O Governo da Venezuela afirmou que Saab viajava com passaporte diplomático daquele país, enquanto "enviado especial", pelo que não podia ter sido detido, e continua a exigir a sua libertação.
"Só tenho eletricidade duas horas por dia. Passar tantas horas no escuro está a fazer-me perder a visão e agora preciso de usar lentes. De segunda a sexta, tenho apenas 20 minutos pela manhã e 20 minutos à tarde para falar com o meu advogado local. Essa é toda a comunicação que posso ter", descreveu, acrescentando que recentemente passou a poder falar cinco minutos por semana com a família, telefonicamente.
"Não tenho permissão para falar com outras pessoas e elas não podem falar comigo. Situação que em outros casos, como o de Julian Assange, levou um tribunal britânico a negar recentemente a sua extradição para os EUA, devido ao grave risco de vida que o seu regime carcerário acarreta e à enorme pena desproporcional, como no meu caso, o que o torna equivalente a uma sentença de prisão perpétua", enfatizou.
Alex Saab descreve ser um doente oncológico, que necessita de tratamento, tendo a sua equipa de defesa recorrido para várias instâncias, incluindo o Tribunal de Justiça da Comunidade Económica dos Estados da África Ocidental (CEDEAO), que lhe deu razão em 02 de dezembro, pedindo para aguardar o desfecho do processo em prisão domiciliária.
Queixa-se que o pedido para ser examinado por um médico especialista independente "em quem possa confiar", foi sempre recusada pelo Ministério da Justiça cabo-verdiano.
"Psicologicamente, estou profundamente perturbado com a grave injustiça que está a ser cometida no meu caso", assume, insistindo que não cometeu qualquer crime e criticando as autoridades de Cabo Verde por alegados limites colocados à sua equipa de defesa.
"Seis semanas depois, ainda estou à espera que Cabo Verde cumpra a ordem do ilustre Tribunal da CEDEAO", criticou ainda.
Insiste que como "enviado especial" tinha "imunidade e inviolabilidade" previstas na Convenção de Viena, na Convenção das Nações Unidas sobre Missões Especiais e no direito internacional, pelo que "nunca podia ter sido preso". Além disso, nesse momento, afirma, tinha consigo a "documentação necessária" para provar a sua imunidade diplomática e o "propósito da viagem".
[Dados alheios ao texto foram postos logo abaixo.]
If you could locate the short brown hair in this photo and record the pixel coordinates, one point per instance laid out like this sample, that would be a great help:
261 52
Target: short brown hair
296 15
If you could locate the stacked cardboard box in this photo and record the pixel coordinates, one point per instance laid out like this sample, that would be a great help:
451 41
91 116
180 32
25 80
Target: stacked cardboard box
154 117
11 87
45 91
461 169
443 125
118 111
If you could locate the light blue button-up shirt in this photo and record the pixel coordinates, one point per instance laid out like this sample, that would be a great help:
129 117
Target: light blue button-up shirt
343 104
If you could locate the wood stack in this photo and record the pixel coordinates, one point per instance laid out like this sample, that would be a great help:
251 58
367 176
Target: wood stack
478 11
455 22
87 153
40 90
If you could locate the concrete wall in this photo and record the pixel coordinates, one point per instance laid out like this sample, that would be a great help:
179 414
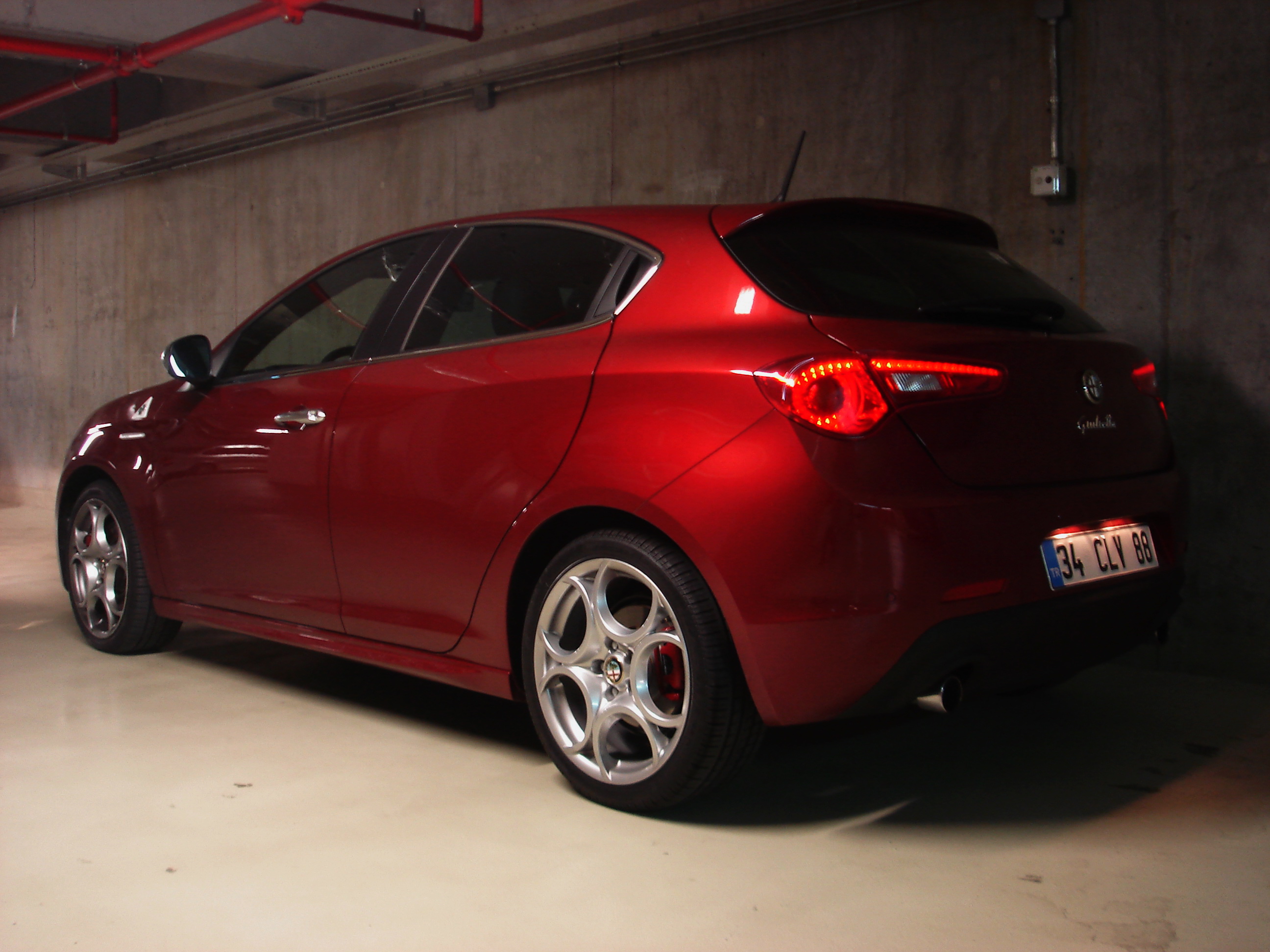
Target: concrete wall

"Entretanto, as autoridades policiais retiveram essas provas. Os meus advogados denunciaram isso e levaram a tribunal. E o tribunal ignorou completamente esse facto. Porquê?", questionou.
"Cabo Verde nunca deveria ter-me prendido, considerando que sou uma pessoa protegida internacionalmente. O Presidente e o primeiro-ministro nunca deveriam ter deixado isso acontecer", afirmou ainda.
Entretanto, a equipa internacional de defesa de Alex Saab, liderada pelo antigo juiz espanhol Baltasar Garçón, tem até 09 de janeiro para apresentar o anunciado recurso para o Supremo Tribunal de Justiça da decisão de 04 de janeiro, do Tribunal da Relação do Barlavento, favorável à extradição de Alex Saab para os EUA.
Neste processo, os EUA, que pedem a extradição do colombiano, acusam Alex Saab de ter branqueado 350 milhões de dólares (295 milhões de euros) para pagar atos de corrupção do Presidente venezuelano, Nicolás Maduro, através do sistema financeiro norte-americano.
"Na verdade, tudo o que pedimos é que o devido processo legal seja respeitado", concluiu Alex Saab.